Fly in to Palermo Airport (PMO) or Catania-Fontanarossa Airport (CTA), connecting through Rome or another major European hub. Liberty Lines operates ferries to all seven inhabited Aeolian Islands from Palermo and Malazzo, in northeastern Sicily. To get to Malazzo from Catania, about two hours away, prebook a car with Adige. Liberty Lines also operates interisland ferry service. In high season (June through late August), be sure to book ferry tickets online in advance, since the boats fill up. Service can be delayed or canceled because of rough weather or a strike.

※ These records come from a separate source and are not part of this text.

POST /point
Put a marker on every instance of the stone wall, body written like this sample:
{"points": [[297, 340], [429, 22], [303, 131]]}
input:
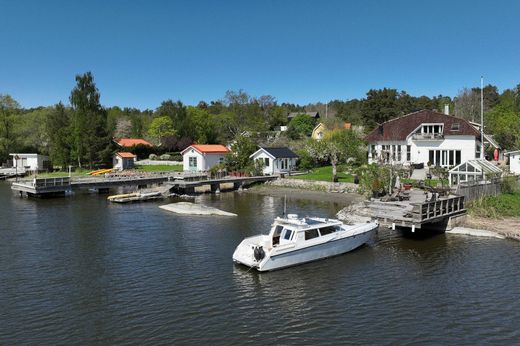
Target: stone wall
{"points": [[315, 185]]}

If a 20-hour travel day is something you’d rather avoid, spend the night in Taormina, Sicily, en route to Milazzo, at the noble-feeling Belmond Villa Sant’Andrea (doubles from $841). The hotel is built on an 1830s estate, surrounded by a private park and situated on a secluded pebble beach with stunning, cinematic views of the Bay of Mazzarò.

Filicudi

Hotel La Canna (doubles from $123), the island’s best place to stay, has a good restaurant and a pool. Ask the front desk to arrange an excursion into the waters around Filicudi with a local; don’t miss La Canna rock (trips from $25), a basalt tower rising from the sea that is said to possess magical powers. Villa La Rosa (entrées $6–$25), up the path from the hotel, features chef Adelaide Rando’s lasagna with wild fennel and an oval-shaped bar with a pink marble top that looks like it belongs in a Wes Anderson film.

Salina

I loved the quiet of Capofaro Locanda & Malvasia (doubles from $455), a converted fishing village with the sea on one side and vineyards on the other. The hotel can organize tours of the other islands aboard a Hatteras yacht. Its restaurant (entrées $27–$37) showcases produce from its gardens and a strong commitment to bread making. Da Alfredo (11 Via Vittoria Alfieri; entrées $12–$17) serves Salina’s most popular dish, pane cunzato, a round of grilled bread piled with salad-like toppings. Signum (entrées $37), housed in a fine Salina hotel of the same name, is the island’s sole Michelin-starred restaurant.

Stromboli

Il Gabbiano Relais (doubles from $248) has 11 apartment-style rooms, grocery delivery, and a shaded pool. At Trattoria Ai Gechi (12 Via Salina; entrées $15–$31), dishes like pasta with smoked tuna, arugula, and cherry tomatoes are as memorable as the colorful owner, Antonino Zaccone. Beach time on the black sands of Spiaggia Lunga is magical and mandatory. You can hike most of the way up the volcano yourself, but a guide is required to summit. Magmatrek (tours from $35) leads group hikes and can arrange private tours. Before leaving Stromboli, order all the deep-dish pizza you can carry from Panificio La Pagnotta (Via Soldato Francesco Natoli)—it’s the perfect lunch for the hydrofoil back to Sicily.